A Bidirectional Heisenbug

May 18, 2012

I think I may have encountered the world's first bidirectional Heisenbug.

The Heisenberg Uncertainty Principle in physics deals with the problem of observing very small things. If you want to detect an electron, to "see" where it's going, you have to basically "shine a light on it" by letting it interact with a photon. At those scales, simply shining a light on something is enough to push it off course! In short, observing something can change the thing being observed.

A Heisenbug is a software bug that seems to correct itself the moment you start trying to find its root cause. This can be particularly frustrating. You know the bug is really there. You've seen its effects. The moment you start stepping through your program to see it in action, though, everything starts working again. Although initially frustrating, this strange behavior can actually provide vital clues about a bug's root cause.
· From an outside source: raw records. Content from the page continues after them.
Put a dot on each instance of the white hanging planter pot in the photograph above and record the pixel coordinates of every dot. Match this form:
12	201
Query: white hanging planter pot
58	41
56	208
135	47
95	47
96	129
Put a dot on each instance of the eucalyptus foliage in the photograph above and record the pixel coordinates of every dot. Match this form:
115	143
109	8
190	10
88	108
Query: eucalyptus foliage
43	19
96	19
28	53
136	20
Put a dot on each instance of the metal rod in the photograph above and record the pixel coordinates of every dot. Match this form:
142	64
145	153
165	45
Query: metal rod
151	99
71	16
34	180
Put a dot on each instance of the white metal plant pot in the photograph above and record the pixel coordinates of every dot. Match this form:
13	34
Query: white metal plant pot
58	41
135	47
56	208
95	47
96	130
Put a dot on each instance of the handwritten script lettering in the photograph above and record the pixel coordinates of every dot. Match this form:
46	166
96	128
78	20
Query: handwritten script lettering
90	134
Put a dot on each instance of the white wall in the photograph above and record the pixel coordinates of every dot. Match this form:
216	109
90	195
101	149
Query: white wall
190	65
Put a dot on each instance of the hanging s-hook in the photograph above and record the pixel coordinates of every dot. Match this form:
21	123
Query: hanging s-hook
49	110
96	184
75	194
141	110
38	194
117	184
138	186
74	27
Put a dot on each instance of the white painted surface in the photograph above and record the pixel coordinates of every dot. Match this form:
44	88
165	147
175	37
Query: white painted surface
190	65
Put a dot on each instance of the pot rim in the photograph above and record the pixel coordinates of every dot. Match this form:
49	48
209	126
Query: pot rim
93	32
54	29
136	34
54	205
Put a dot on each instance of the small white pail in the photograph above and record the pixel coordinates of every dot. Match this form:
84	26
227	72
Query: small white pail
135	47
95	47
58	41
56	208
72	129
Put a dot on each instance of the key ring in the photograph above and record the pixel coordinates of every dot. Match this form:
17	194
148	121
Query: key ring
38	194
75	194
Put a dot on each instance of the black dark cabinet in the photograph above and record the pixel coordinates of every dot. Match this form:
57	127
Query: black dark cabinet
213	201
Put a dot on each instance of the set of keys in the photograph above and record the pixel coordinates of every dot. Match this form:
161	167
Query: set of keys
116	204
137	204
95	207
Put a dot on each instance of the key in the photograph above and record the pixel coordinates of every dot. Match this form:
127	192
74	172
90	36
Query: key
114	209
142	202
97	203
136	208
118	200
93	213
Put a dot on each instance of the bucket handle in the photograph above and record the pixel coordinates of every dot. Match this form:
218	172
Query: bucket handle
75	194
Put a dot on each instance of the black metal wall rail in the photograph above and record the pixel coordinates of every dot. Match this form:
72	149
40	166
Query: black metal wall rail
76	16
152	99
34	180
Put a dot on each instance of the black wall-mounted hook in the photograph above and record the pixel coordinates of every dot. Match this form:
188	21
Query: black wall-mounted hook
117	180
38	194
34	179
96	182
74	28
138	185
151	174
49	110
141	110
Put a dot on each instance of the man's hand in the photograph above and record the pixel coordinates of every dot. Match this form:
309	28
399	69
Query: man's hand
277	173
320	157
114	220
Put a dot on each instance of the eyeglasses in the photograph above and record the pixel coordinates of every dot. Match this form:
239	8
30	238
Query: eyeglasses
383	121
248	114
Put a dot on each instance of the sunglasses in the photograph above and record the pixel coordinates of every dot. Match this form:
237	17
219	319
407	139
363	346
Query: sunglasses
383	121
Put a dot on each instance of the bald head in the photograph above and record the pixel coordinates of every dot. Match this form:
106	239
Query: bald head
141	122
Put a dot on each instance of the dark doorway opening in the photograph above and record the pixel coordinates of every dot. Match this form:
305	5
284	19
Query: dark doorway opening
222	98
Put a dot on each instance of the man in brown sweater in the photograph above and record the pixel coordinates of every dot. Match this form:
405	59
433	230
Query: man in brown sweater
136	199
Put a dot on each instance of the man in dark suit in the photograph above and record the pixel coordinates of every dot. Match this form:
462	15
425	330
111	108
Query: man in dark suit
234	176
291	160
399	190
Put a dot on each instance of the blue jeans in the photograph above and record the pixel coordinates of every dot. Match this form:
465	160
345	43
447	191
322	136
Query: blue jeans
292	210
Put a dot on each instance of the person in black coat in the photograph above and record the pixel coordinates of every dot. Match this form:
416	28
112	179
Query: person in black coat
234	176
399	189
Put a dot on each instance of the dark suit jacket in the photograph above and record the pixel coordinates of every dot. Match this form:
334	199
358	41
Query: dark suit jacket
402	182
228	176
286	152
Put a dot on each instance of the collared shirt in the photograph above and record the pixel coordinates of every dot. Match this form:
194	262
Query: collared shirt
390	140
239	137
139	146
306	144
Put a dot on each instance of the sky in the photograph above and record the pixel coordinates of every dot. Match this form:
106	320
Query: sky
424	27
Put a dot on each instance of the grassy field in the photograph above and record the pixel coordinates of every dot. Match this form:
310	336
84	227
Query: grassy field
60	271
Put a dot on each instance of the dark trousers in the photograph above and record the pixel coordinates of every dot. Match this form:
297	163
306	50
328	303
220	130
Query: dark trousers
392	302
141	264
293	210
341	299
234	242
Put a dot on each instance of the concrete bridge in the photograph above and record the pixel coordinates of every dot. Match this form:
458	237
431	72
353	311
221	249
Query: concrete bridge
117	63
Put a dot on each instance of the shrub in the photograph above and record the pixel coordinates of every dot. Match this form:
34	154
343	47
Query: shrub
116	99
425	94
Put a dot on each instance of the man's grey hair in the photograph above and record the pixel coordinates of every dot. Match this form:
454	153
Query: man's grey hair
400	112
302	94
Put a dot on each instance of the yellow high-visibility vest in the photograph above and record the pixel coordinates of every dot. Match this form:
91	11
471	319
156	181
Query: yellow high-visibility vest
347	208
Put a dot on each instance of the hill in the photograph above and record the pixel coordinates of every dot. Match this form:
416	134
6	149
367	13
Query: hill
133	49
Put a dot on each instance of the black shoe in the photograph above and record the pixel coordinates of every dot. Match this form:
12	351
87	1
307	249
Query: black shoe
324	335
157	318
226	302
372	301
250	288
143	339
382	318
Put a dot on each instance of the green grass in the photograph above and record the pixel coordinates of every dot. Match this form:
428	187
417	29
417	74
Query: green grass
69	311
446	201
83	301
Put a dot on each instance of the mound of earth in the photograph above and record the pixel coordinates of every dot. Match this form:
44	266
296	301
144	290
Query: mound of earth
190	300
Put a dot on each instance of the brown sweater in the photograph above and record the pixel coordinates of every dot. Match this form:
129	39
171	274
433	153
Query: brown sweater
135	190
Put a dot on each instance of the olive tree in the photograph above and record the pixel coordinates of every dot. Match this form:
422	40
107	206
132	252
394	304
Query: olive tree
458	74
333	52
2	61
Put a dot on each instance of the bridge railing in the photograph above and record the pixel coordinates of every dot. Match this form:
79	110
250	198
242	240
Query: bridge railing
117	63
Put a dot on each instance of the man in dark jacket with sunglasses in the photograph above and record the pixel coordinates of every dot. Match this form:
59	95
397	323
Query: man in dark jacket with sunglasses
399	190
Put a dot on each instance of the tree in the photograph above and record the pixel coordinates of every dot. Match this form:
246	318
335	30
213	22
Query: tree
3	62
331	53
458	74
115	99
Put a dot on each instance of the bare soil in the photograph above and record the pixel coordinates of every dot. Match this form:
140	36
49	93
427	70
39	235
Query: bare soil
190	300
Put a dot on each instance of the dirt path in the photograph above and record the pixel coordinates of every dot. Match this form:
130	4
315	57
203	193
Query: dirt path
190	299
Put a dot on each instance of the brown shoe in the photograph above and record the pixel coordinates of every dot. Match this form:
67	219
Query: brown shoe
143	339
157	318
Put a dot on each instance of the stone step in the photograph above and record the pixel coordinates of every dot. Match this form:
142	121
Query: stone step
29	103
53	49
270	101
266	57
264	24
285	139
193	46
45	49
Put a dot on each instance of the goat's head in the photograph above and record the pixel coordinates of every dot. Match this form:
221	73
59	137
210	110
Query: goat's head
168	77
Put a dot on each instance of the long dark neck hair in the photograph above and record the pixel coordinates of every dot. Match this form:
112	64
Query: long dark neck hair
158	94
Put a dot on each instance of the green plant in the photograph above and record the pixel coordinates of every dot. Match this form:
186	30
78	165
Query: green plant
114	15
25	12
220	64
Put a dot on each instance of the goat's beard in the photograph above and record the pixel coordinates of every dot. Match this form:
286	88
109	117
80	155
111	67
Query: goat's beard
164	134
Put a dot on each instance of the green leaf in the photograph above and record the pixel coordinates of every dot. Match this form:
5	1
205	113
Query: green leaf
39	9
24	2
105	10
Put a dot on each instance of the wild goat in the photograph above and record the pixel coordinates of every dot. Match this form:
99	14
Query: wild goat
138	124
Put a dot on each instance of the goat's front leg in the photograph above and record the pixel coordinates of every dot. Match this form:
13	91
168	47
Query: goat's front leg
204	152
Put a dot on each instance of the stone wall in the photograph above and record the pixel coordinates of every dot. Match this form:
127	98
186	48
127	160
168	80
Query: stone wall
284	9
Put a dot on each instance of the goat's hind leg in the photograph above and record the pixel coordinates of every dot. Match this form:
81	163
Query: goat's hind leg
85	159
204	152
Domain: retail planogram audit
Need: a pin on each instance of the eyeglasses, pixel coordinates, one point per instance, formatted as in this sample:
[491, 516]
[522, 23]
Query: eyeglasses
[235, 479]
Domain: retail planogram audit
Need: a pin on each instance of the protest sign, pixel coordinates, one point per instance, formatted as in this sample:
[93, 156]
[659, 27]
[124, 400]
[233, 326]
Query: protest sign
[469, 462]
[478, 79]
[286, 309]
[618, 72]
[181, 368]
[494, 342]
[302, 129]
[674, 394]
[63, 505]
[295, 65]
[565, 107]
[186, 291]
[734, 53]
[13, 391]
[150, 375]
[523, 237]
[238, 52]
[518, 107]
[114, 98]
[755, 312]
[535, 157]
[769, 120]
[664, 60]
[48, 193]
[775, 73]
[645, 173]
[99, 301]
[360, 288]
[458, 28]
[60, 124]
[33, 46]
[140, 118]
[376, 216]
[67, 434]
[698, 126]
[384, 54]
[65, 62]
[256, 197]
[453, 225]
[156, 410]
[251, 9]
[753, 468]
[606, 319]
I encountered the epitome of a Heisenbug today.

The application has a data entry grid reminiscent of a spreadsheet. The bug report stated that when adding a new record to this grid, some of the necessary data would not get saved successfully, and that lack of data would be apparent on one of the other screens.

Sure enough, I could reproduce the issue consistently and I knew what part of the project to look into first. I set up some breakpoints in the suspicious part of the code, and unlike a typical Heisenbug, I could see some real clues about what was going wrong. I made a prediction, that if I made a particular column visible in this grid, then I would be able to see the effects of the problem without having to go to the second screen. This prediction turned out to be correct: I included the column in the grid, and immediately saw the inconsistency created by my earlier attempts to add records to the grid.

I continued attempting to trigger the bug, and step through the suspect code, but everything started to look correct. The data I expected to be missing was right there, clear as day, in my debugger. Just before frustration got the best of me, though, I asked myself to look back over every step I had taken, in case it would explain the sudden disappearance of the bug.

Between the failure scenarios and the working scenarios, I had included that extra column in the grid! It turns out that the suspect code depended on the presence of certain columns in order to function properly.

That discovery didn't just explain the bug's sudden disappearance, it actually provided the main clue as to what was really going wrong, and suggested where I needed to apply the fix. If the bug hadn't disappeared, it probably would have taken longer to actually hunt it down.

The Heisenbug-ness of this issue was actually bidirectional. Not only did the bug stop happening when I attempted to look at it, but the official Steps-to-Reproduce The Issue involve deliberately trying to avoid seeing its effects!